Impressionism: French and Russian
In art history books, impressionism is a well-defined school of art and artists, beginning in 1865 with Claude Monet’s exhibition of his painting “Olympia” and peaking in the 1880-1890s in France. Over the next decades artists took the original focus on light, color and “impression” further in “schools” that were called post-impressionism and fauvism. And then in the first years of the 20th century, Pablo Picasso and Georges Braque broke ranks and rules with what is now called cubism, heralded by Picasso’s “Les Demoiselles d’Avignon” (1907) and Braque’s many versions of the violin (1909-1913).
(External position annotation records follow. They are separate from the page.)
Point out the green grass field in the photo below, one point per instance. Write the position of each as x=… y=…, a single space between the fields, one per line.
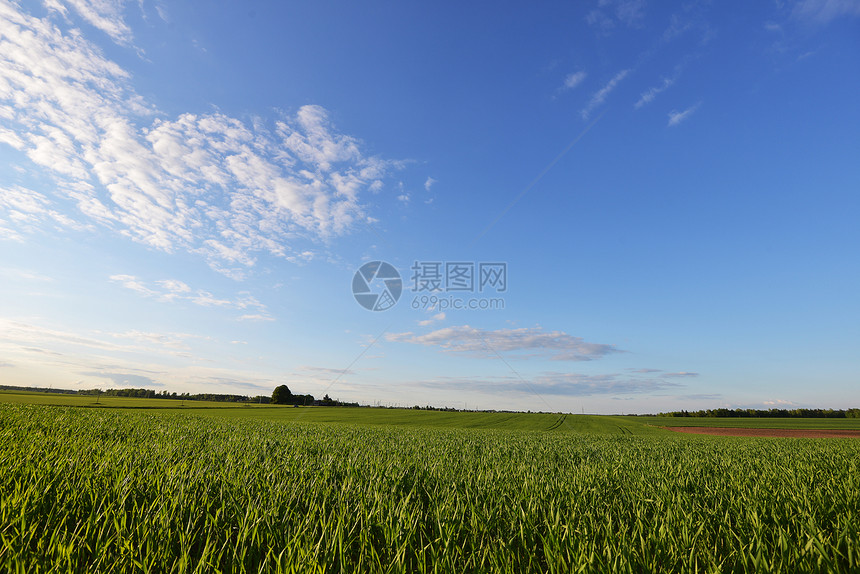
x=64 y=400
x=282 y=489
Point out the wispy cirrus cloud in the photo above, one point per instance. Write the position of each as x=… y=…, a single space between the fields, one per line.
x=574 y=79
x=610 y=13
x=206 y=183
x=676 y=117
x=823 y=11
x=106 y=15
x=173 y=290
x=433 y=319
x=26 y=210
x=525 y=342
x=600 y=95
x=648 y=95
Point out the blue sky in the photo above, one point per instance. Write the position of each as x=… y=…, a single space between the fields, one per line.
x=186 y=193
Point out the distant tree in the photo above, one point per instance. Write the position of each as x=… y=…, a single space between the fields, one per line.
x=281 y=395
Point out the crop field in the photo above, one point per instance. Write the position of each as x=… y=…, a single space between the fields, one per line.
x=111 y=490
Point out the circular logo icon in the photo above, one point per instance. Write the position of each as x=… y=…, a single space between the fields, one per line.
x=377 y=286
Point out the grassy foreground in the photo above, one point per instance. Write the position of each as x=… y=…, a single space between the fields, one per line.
x=105 y=490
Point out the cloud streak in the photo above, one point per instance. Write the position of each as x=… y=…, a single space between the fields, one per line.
x=554 y=384
x=600 y=95
x=206 y=183
x=172 y=290
x=524 y=342
x=676 y=117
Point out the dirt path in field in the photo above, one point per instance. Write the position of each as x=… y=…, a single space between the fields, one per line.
x=799 y=433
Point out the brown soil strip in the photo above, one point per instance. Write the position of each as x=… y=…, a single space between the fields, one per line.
x=797 y=433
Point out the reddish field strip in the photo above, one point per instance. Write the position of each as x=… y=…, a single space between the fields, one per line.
x=798 y=433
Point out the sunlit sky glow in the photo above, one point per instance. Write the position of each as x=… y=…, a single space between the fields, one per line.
x=186 y=192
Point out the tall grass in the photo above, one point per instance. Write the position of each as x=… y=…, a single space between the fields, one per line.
x=98 y=491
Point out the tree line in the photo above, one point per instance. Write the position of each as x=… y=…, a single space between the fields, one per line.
x=773 y=413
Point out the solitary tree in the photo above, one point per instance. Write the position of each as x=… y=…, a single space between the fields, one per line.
x=281 y=395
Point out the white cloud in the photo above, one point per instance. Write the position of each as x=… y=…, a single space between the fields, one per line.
x=676 y=117
x=433 y=319
x=173 y=290
x=106 y=15
x=205 y=183
x=573 y=80
x=27 y=209
x=600 y=95
x=609 y=13
x=527 y=342
x=553 y=384
x=648 y=95
x=823 y=11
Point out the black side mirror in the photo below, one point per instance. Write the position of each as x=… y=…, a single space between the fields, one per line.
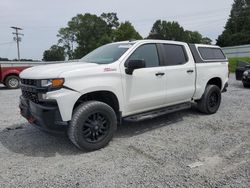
x=247 y=67
x=131 y=65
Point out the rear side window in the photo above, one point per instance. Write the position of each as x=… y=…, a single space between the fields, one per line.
x=147 y=52
x=174 y=54
x=211 y=53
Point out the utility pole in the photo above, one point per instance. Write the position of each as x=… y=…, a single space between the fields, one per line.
x=17 y=38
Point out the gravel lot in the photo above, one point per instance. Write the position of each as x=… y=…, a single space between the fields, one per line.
x=183 y=149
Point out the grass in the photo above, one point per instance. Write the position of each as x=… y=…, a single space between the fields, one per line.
x=233 y=61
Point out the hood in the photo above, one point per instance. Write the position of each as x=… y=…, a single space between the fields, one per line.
x=54 y=70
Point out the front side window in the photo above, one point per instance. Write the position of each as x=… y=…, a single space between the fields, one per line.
x=107 y=54
x=148 y=53
x=174 y=54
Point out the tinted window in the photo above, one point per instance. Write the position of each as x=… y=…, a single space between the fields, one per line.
x=174 y=54
x=211 y=53
x=107 y=54
x=148 y=53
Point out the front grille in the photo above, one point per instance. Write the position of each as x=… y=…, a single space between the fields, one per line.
x=30 y=95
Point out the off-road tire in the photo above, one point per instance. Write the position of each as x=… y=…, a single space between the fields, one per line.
x=246 y=85
x=12 y=82
x=80 y=123
x=210 y=101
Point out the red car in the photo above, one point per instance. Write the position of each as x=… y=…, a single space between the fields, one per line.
x=9 y=72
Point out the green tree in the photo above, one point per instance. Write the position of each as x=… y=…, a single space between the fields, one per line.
x=167 y=31
x=86 y=32
x=237 y=29
x=111 y=19
x=55 y=53
x=173 y=31
x=126 y=31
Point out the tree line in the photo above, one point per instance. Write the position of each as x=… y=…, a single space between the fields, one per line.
x=85 y=32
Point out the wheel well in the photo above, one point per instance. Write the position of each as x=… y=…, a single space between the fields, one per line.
x=103 y=96
x=11 y=74
x=215 y=81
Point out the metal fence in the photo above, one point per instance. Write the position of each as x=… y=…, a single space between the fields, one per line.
x=237 y=51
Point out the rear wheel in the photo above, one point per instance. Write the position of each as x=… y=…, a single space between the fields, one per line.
x=210 y=101
x=92 y=126
x=12 y=82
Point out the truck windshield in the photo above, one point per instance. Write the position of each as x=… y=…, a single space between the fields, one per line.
x=107 y=54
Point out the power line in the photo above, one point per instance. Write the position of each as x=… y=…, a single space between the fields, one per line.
x=4 y=43
x=17 y=39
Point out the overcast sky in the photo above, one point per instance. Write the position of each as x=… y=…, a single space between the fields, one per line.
x=41 y=19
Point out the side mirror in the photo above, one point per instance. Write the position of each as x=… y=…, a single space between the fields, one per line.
x=247 y=67
x=131 y=65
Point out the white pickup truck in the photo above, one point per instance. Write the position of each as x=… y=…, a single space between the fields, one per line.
x=132 y=80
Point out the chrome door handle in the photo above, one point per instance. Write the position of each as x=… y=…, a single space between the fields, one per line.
x=190 y=71
x=159 y=74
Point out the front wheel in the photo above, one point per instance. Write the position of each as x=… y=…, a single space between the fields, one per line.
x=210 y=101
x=12 y=82
x=246 y=85
x=92 y=126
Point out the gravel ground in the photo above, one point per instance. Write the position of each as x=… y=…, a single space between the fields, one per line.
x=183 y=149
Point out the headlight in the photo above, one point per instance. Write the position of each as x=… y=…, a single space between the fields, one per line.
x=246 y=73
x=53 y=83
This grand evolution of Western art — impressionism, post-impressionism, fauvism, cubism — that took place from 1865 to 1913 became known to Russian artists who traveled to Paris or visited the galleries of the Russian art collectors. But for Russian artists, exhibition curator Anastasia Vinokurova said, “all those various ‘-isms’ were all part of one grand movement called ‘impressionism’.” And “to the Russian mind, impressionism was freedom. It was a new language that allowed them to break away from the strictures of academic painting, from provincialism,” Ilya Doronchenkov, professor in the art history department of the St. Petersburg European University, told The Moscow Times,
You can get a sense of this from the quotes by the exhibited artists printed on the walls of the exhibition space. Wassily Kandinsky wrote about seeing Claude Monet’s painting of “The Haystack.” He was first irritated that the object was painted so indistinctly. But then he wrote: “I noticed with surprise and confusion that the picture not only gripped me, but etched itself ineradicably in my memory… Painting took on a fairytale power and splendor.”
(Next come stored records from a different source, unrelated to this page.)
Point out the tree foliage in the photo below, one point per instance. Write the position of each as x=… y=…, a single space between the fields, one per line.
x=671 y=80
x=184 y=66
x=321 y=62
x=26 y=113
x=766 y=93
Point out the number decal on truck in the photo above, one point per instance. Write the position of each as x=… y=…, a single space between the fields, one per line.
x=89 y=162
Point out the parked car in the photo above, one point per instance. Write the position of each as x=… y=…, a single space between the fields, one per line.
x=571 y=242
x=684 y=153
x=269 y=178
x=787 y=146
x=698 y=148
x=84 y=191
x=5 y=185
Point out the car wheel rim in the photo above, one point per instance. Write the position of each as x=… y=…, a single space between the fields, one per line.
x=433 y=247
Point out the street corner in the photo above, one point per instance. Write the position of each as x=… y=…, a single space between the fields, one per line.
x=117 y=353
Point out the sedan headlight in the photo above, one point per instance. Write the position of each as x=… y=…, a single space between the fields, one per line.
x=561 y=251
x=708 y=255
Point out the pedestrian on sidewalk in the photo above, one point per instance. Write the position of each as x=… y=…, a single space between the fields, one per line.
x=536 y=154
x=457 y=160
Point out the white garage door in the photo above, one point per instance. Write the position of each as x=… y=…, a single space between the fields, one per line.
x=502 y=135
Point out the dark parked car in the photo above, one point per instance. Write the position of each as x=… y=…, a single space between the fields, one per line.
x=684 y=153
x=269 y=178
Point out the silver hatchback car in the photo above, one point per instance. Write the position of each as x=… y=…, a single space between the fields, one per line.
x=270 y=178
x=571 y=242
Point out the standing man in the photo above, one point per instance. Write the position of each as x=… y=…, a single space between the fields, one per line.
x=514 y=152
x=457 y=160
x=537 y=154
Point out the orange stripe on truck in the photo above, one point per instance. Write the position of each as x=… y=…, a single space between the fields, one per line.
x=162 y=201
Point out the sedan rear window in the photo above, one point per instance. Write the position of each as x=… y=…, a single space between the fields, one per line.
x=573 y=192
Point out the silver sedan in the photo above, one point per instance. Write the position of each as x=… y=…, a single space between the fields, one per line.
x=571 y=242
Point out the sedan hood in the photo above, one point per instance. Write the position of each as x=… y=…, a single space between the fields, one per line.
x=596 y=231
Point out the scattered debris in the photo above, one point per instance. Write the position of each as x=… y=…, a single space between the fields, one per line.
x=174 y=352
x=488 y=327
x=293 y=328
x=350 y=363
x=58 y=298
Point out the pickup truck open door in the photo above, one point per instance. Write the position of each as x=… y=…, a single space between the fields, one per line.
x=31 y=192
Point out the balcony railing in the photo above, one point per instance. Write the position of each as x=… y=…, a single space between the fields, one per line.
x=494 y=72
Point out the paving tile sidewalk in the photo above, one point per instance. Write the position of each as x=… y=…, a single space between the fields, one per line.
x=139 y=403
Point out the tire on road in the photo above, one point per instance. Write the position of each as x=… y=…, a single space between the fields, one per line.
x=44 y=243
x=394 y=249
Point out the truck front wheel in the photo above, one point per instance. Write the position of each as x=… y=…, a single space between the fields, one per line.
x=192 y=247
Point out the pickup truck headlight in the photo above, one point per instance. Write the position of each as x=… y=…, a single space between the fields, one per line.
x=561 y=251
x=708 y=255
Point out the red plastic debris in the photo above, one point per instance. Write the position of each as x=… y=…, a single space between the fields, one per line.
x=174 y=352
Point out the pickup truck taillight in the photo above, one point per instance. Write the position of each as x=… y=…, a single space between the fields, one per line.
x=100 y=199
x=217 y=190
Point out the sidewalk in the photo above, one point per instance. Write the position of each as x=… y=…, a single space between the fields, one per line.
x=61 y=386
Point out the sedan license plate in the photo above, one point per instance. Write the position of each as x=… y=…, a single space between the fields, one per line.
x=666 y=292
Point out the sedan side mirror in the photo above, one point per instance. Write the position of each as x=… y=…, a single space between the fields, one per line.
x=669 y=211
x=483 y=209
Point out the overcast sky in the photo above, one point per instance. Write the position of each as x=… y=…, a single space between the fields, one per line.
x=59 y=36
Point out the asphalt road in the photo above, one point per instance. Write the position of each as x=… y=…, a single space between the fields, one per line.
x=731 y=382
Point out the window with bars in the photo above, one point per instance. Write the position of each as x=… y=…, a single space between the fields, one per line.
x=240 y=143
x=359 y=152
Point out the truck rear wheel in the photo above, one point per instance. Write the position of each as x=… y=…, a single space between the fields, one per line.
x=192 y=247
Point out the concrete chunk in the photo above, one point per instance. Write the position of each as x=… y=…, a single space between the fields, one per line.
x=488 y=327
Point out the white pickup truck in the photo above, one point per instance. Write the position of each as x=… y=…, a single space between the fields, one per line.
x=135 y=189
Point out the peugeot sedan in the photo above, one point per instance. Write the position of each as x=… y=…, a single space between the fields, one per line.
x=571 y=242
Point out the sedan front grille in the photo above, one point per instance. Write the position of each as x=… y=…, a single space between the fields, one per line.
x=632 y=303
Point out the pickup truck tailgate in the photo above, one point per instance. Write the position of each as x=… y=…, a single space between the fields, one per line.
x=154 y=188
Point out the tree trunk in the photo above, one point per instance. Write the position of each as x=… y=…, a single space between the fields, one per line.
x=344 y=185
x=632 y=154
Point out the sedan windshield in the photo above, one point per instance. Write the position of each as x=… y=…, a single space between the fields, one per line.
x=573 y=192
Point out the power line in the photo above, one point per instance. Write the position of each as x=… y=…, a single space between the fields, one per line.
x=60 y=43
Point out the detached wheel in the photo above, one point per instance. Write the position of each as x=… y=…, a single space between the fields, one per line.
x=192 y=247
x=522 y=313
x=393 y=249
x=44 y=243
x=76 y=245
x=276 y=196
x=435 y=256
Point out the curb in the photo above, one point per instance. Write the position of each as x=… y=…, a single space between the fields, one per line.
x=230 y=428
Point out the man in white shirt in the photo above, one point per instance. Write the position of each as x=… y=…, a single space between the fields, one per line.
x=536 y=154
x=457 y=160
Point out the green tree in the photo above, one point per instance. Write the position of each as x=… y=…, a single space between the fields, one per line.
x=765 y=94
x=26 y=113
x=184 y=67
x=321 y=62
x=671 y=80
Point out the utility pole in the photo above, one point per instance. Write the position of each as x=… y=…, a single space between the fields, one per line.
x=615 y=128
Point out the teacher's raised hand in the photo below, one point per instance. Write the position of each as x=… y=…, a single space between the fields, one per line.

Andrei Sarabyanov, head of the Center for the Avant-Garde of the Jewish Museum and Tolerance Center and a contributor to the very informative exhibition catalog, stressed that Russian impressionism and French impressionism were two different artistic trends. Russian artists saw almost 30 years of French art all at once, not developed over time, and they also had their own home-grown form of impressionism that was independent of European art – the plein air art of painters such as Isaac Levitan and Vasily Polenov.
“Impressionism,” Sarabyanov said, “was not the end point, but a school that Russian artists went through on their way somewhere else, like going through the fifth grade.” This step took them through light, color, harmony of line and paint to the great leap of the Russian avant-garde.
Many avant-garde artists returned to a more impressionistic style in the late 1930s and 1940s. Doronchenkov said that impressionism was for them “a sea, a flood that they could dive into, come out of, and then dive back in.” In the show be sure to see the “Self Portrait” and “Summer Landscape” by Kazimir Malevich (1934 and 1929 respectively), done more than a decade after his supremacist “Black Square.”